Onyx Cave in Cave City
4. Onyx Cave. Recently, while making my book-tour rounds promoting The Devil And Daniel Boone, I stopped in at Onyx Cave in Cave City. Since it’s in such close proximity to the colossal Mammoth Cave, checking out this smaller one was something I’d never quite gotten around to. I’m glad I’m finally making up for lost time, because Onyx Cave is a beautiful and little-known wonder.
Onyx Cave presents you with a sampling of some of the most common and uncommon geological features you could ask for – stalactites and stalagmites, helictities, “cave coral”, dripstones, drapery, and “cave bacon”.
It’s high on a hill on Huckleberry Knob Road overlooking the Dinosaur World attraction, and is not be confused with the Great Onyx Cave, which is closer to the Mammoth Cave system on Flint Ridge.
5. The Great Saltpetre Cave. Although it was a bustling tourist attraction with tours, ballroom dances, weddings and concerts up until the 1970s, the Great Saltpetre Cave went through a long period of disuse and obscurity. For a time, it was only opened to the public once a year for a Mother’s Day event.
But recently, a new round of “Music On The Mountain” bluegrass concerts have been held there to fundraise for the Rockcastle Karst Conservancy which helps preserve the natural wonders therein.

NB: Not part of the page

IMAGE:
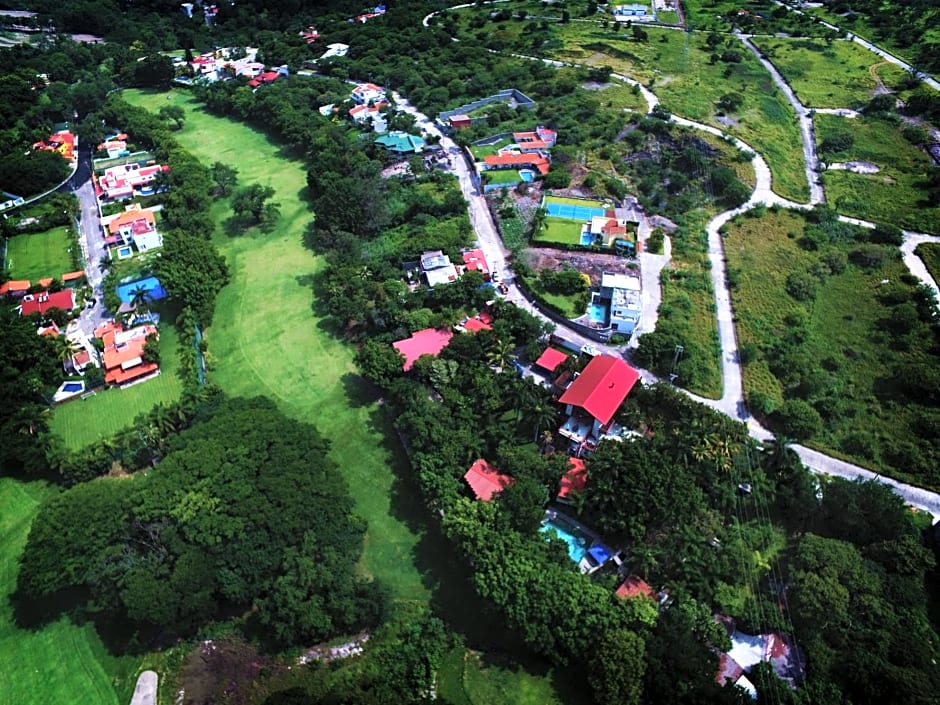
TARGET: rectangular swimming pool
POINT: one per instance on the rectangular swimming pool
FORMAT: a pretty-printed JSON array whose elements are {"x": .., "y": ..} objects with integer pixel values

In the War of 1812, the cave’s plentiful supply of saltpetre made it a key site of military interest. Sixty to seventy men were employed by the government to mine the cave of its saltpeter. This was cruucial to the war effort, as British blockades prevented overseas shipments of saltpeter from reaching American shores. The cave was also mined for saltpetre during the Mexican-American War and the Civil War.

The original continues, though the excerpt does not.